# Research Question: Can We Predict Success Of  English Tutors On The Preply Platform?

### by: Guy Mizrahi and Eden Tzagai

![title](teacher_english.webp)

Preply is an online platform that facilitates global connections between students and tutors.
Selecting an appropriate tutor is of utmost importance as it guarantees a personalized learning experience, expertise in the subject matter, proficient communication, as well as motivation and support.

We have opted to focus on this particular topic due to its potential to enhance educational outcomes. By identifying the pivotal factors that contribute to effective teaching, we aim to assist students in finding the most fitting tutors and thereby improving their learning experience.

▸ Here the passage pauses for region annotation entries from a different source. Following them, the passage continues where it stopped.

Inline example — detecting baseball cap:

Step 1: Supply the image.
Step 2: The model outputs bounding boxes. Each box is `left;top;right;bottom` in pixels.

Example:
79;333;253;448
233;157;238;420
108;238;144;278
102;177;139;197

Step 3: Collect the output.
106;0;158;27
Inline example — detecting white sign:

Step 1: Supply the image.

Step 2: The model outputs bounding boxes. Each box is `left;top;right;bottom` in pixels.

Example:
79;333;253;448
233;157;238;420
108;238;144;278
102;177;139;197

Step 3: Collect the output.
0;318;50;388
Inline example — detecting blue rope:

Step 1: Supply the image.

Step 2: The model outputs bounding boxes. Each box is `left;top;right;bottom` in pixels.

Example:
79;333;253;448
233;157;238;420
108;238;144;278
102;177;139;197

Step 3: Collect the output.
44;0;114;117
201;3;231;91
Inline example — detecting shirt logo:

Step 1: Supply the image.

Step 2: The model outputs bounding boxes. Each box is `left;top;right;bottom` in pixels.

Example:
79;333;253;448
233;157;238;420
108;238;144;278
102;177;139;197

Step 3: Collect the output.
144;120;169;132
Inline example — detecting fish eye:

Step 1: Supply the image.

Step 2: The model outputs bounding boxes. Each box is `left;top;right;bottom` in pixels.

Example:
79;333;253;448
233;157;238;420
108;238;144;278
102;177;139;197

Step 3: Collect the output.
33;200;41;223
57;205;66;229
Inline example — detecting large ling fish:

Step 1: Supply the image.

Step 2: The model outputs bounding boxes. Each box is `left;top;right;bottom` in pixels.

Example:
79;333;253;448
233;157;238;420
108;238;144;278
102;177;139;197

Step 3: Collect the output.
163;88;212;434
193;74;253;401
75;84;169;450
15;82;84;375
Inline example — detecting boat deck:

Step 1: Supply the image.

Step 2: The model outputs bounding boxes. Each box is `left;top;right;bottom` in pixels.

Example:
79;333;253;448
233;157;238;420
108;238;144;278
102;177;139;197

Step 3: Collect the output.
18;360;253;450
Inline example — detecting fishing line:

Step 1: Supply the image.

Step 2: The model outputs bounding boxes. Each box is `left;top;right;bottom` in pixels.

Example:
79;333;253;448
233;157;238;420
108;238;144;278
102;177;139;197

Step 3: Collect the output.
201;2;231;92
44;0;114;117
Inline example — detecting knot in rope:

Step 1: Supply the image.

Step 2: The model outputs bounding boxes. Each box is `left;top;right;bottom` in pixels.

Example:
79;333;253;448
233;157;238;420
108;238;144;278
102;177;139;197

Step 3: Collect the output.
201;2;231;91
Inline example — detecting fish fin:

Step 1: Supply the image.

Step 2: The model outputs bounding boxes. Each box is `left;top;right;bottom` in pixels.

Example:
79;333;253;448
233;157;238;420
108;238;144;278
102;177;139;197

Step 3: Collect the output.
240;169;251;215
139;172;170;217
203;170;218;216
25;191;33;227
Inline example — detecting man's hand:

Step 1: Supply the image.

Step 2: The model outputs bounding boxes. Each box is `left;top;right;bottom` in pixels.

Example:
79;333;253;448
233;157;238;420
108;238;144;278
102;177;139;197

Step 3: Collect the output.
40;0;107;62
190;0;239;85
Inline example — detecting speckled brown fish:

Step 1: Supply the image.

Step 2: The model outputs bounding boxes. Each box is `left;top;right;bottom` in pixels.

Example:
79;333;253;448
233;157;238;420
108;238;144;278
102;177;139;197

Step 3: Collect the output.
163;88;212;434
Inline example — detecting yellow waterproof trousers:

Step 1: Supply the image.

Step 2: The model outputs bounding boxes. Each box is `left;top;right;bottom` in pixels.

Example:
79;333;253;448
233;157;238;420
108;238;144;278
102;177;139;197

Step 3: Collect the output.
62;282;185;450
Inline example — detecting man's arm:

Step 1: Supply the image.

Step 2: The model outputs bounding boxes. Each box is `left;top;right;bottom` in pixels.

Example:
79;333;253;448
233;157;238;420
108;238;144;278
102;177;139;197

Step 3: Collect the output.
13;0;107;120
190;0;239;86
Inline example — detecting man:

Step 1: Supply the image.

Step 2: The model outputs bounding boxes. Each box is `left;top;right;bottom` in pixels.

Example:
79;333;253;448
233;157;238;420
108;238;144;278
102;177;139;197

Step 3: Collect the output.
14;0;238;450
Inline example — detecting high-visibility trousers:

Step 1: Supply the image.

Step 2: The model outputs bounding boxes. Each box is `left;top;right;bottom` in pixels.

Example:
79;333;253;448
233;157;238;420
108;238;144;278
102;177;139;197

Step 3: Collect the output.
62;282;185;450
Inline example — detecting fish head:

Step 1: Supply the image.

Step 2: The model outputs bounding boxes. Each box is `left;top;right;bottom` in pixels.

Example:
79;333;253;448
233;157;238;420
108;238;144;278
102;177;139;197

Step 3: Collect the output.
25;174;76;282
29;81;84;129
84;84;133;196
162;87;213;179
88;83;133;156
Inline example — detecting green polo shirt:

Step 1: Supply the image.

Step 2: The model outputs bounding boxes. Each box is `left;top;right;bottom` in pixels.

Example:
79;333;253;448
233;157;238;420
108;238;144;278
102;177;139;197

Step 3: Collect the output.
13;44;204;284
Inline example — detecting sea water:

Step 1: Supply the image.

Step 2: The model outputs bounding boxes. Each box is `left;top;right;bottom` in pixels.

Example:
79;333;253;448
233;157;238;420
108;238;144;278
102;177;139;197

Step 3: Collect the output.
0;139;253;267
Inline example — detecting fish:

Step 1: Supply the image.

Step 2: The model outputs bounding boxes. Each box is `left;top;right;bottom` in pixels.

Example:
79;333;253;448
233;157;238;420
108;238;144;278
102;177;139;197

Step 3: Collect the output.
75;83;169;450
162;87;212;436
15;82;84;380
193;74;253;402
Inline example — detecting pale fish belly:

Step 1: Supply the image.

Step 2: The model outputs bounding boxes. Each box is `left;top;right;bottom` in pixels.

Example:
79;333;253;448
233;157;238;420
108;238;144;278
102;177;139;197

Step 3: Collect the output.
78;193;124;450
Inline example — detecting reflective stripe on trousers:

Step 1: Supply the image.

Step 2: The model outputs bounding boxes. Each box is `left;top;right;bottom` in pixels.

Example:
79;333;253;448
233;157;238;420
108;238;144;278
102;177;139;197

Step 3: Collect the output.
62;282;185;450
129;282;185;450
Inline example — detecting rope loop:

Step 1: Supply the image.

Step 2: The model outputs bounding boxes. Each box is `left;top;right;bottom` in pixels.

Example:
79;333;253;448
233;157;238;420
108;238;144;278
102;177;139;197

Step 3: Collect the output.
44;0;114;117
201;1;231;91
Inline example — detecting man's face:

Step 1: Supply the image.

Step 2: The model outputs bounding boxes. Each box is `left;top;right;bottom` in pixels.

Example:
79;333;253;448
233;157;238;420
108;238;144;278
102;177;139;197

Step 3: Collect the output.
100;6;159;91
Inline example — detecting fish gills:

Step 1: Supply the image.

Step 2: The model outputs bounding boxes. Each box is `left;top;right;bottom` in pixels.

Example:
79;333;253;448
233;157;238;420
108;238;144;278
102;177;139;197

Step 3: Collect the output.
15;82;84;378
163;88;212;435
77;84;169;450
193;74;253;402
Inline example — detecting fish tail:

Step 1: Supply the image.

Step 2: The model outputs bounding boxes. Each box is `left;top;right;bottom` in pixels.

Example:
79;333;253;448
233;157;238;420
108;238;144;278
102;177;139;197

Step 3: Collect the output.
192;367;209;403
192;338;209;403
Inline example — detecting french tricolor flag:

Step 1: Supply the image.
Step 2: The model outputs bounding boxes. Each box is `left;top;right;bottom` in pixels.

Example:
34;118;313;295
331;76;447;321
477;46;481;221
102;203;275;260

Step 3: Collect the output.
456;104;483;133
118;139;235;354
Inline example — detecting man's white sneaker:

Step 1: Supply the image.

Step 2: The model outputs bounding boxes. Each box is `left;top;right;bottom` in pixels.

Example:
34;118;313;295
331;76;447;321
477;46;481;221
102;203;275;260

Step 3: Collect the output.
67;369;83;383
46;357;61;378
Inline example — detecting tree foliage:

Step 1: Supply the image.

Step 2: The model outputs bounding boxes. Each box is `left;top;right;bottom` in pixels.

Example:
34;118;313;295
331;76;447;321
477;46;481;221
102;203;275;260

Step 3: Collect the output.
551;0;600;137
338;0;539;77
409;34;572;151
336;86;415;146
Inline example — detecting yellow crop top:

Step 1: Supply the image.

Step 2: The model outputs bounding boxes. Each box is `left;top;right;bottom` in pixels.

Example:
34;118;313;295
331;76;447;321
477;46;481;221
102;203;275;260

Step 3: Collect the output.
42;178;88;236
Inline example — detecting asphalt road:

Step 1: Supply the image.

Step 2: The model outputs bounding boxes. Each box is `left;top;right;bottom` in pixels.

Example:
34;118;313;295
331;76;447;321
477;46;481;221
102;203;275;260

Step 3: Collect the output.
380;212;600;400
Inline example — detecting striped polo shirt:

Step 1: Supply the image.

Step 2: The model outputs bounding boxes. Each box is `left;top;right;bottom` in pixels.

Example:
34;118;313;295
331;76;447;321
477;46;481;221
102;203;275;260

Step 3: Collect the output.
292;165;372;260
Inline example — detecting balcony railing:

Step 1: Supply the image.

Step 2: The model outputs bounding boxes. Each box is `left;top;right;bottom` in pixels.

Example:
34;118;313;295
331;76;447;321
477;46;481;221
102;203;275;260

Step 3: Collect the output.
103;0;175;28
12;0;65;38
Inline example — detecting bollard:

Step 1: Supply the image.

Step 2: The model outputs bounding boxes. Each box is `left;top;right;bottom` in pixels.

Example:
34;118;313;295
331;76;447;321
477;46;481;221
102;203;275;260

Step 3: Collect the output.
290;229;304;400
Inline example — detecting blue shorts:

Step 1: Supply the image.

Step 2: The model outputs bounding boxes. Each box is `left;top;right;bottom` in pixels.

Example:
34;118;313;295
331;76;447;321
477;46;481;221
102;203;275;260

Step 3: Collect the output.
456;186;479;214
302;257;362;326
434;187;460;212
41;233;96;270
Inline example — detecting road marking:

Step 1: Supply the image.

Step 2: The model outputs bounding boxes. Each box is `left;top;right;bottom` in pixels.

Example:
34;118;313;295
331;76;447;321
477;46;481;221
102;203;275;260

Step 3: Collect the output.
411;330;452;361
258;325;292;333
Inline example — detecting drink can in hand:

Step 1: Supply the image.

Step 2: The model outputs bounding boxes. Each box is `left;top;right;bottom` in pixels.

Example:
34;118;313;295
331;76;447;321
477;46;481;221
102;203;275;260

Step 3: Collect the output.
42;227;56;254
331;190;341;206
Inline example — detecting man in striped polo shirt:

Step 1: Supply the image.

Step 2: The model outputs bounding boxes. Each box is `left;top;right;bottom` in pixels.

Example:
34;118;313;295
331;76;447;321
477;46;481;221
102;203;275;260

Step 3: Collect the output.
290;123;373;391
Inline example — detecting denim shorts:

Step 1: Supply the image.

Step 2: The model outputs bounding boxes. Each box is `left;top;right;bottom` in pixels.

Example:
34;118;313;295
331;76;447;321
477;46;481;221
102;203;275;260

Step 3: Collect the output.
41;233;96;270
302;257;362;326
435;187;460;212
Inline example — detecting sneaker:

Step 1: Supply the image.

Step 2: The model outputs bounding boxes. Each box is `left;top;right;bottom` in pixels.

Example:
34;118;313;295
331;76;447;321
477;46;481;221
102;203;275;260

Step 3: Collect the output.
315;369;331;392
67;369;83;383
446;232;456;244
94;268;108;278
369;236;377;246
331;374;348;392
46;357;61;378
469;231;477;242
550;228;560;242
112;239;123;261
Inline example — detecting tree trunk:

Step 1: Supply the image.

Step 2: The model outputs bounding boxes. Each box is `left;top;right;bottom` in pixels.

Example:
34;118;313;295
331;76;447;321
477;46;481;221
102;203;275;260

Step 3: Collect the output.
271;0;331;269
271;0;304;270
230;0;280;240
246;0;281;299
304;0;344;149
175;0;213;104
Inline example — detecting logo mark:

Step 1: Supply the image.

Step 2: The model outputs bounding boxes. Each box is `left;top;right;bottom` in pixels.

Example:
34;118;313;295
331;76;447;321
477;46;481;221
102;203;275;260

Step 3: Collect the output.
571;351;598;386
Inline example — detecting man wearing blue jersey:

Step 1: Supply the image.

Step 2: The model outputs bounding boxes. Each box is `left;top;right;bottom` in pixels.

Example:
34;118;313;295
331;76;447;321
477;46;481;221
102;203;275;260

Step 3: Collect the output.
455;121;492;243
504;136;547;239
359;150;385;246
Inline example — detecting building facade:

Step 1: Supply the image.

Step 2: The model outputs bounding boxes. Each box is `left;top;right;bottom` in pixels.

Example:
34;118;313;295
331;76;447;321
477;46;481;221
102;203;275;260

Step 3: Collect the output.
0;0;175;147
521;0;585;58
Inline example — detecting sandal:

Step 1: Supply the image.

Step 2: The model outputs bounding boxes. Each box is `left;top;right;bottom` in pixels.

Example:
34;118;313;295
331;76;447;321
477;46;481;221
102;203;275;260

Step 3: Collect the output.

The purpose of this study is to examine the feasibility of predicting the success of English tutors on the Preply platform. The research question focuses on determining whether it is possible to forecast the level of success achieved by English tutors based on specific variables and factors within the context of the Preply platform. By investigating this research question, the study aims to contribute to the field of online education by identifying potential indicators that can be used to predict the success of English tutors specifically on the Preply platform

### Our dataset is made of the following columns:
- Name:The name of the tutor
- Country:The tutor's country of origin
- English Level:The level of English proficiency of the tutor
- Price:The specified fee for tutoring services
- Diploma:The educational degree accredited by the website
- Certificate:The certification recognized and approved by the website
- Response Time:The average time taken by the tutor to respond
- Number Of Lessons:The total number of lessons conducted by the tutor.
- Stars:The rating awarded to the tutor based on student feedback
- Reviews:The number of reviews received by the tutor.
- Popularity Score: This column is not currently available on the website but is necessary for calculating the average score derived from the combination of star ratings and reviews.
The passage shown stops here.